Brown et Charest se disent pro-choix

Deux candidats à la direction conservatrice ont cependant rapidement clarifié leur position.

« Je suis pro-choix, a rappelé Jean Charest dans une déclaration écrite. Bien que je respecte les droits démocratiques des députés de présenter des projets de loi d’initiative personnelle sur des questions de conscience, un gouvernement sous mon leadership ne présentera ni n’appuiera jamais une législation sur les droits reproductifs. »

« L’avortement au Canada devrait être sécuritaire, légal et à mon avis rare, a indiqué Patrick Brown. C’est pourquoi mon gouvernement soutiendrait les femmes et les familles avec des politiques encourageant d’autres options comme l’adoption et une augmentation de l’aide parentale. »

« C’est pourquoi il est important d’être clair, a-t-il ajouté. Un Parti conservateur sous ma gouverne ne changerait pas la législation canadienne concernant l’avortement. Point. »

Il a dit craindre que les libéraux et les néo-démocrates utilisent cet enjeu pour diaboliser les conservateurs.

Dans le camp de Pierre Poilievre, on n’a pas fourni de réaction.

Un jugement de la Cour suprême des États-Unis pour enlever le droit à l’avortement pourrait galvaniser les groupes contre cette procédure médicale qui gravitent autour du Parti conservateur. « Il y a 13 députés dans cette chambre qui soutiennent des organisations antiavortement », a rappelé la députée néo-démocrate Heather McPherson.

« La connexion entre la droite américaine et la droite canadienne est très forte, a souligné à son tour son collègue Charlie Angus. Le Canada doit envoyer un message clair que nous allons défendre le droit des femmes de disposer de leur corps. »

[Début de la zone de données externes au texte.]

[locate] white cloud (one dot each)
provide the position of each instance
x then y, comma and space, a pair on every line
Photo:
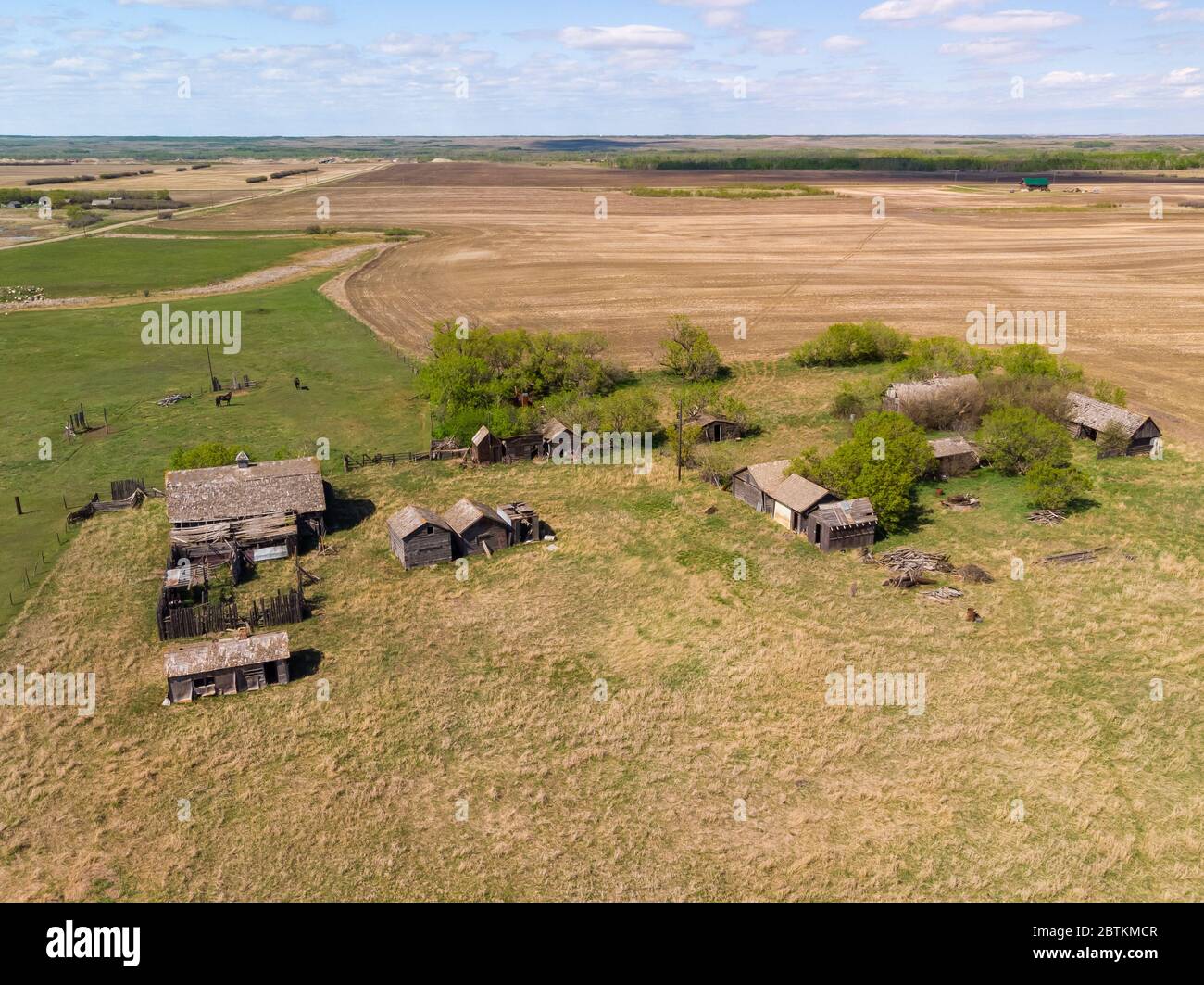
913, 10
626, 37
1060, 80
843, 44
1012, 20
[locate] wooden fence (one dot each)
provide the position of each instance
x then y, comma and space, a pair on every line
216, 616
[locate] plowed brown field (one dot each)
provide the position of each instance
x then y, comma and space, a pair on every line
518, 245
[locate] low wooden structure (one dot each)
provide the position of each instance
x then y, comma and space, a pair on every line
522, 522
1087, 417
485, 448
787, 499
842, 525
478, 527
227, 666
420, 537
249, 505
714, 427
955, 457
906, 398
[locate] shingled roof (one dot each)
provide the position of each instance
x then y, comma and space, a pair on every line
405, 522
1097, 415
847, 513
230, 493
466, 511
224, 654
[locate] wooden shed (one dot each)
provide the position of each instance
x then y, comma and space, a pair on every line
714, 427
955, 457
522, 522
1086, 417
227, 666
485, 449
420, 537
842, 525
906, 398
478, 527
251, 505
787, 499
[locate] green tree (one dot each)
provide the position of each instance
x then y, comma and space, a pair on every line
1050, 486
689, 352
1014, 438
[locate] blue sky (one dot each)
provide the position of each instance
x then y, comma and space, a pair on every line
658, 67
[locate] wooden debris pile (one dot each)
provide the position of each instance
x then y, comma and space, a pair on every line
1074, 557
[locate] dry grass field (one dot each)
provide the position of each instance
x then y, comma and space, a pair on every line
519, 245
483, 691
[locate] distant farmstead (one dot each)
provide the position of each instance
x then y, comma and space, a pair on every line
1087, 418
227, 666
714, 427
955, 457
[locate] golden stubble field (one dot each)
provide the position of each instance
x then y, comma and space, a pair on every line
519, 245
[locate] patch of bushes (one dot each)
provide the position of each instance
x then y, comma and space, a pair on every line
849, 344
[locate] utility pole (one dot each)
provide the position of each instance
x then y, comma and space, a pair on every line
679, 438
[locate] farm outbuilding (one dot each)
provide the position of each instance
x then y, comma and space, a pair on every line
249, 505
227, 666
787, 499
478, 527
420, 537
1087, 417
485, 449
714, 427
842, 525
908, 398
955, 457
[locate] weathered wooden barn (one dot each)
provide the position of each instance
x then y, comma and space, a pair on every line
478, 527
554, 435
420, 537
522, 522
485, 449
842, 525
787, 499
714, 427
227, 666
257, 507
955, 457
1087, 417
906, 397
521, 447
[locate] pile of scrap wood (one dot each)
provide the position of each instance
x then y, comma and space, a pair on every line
906, 559
1074, 557
943, 594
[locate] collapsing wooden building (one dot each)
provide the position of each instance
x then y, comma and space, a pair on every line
909, 398
256, 507
1087, 418
842, 525
478, 529
787, 499
955, 457
227, 666
420, 537
714, 427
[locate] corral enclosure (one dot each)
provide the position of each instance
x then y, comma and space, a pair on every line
520, 245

Malgré tout, le chef du Nouveau Parti démocratique, Jagmeet Singh, ne craint pas les répercussions au Canada. « Oui, c’est vrai que les décisions aux États-Unis peuvent encourager les gens au Canada, mais ce n’est pas une majorité, a-t-il dit. C’est clair qu’au Canada, le droit est fort, la grande majorité des Canadiens et Canadiennes appuient ce droit, donc c’est vraiment clair que le droit est protégé. »

L’accès à l’avortement reste toutefois difficile dans certaines parties du pays. « Il faut demeurer vigilant », a-t-il ajouté. Il estime que le gouvernement fédéral pourrait utiliser la Loi canadienne sur la santé pour financer ce service dans les provinces où il demeure peu accessible.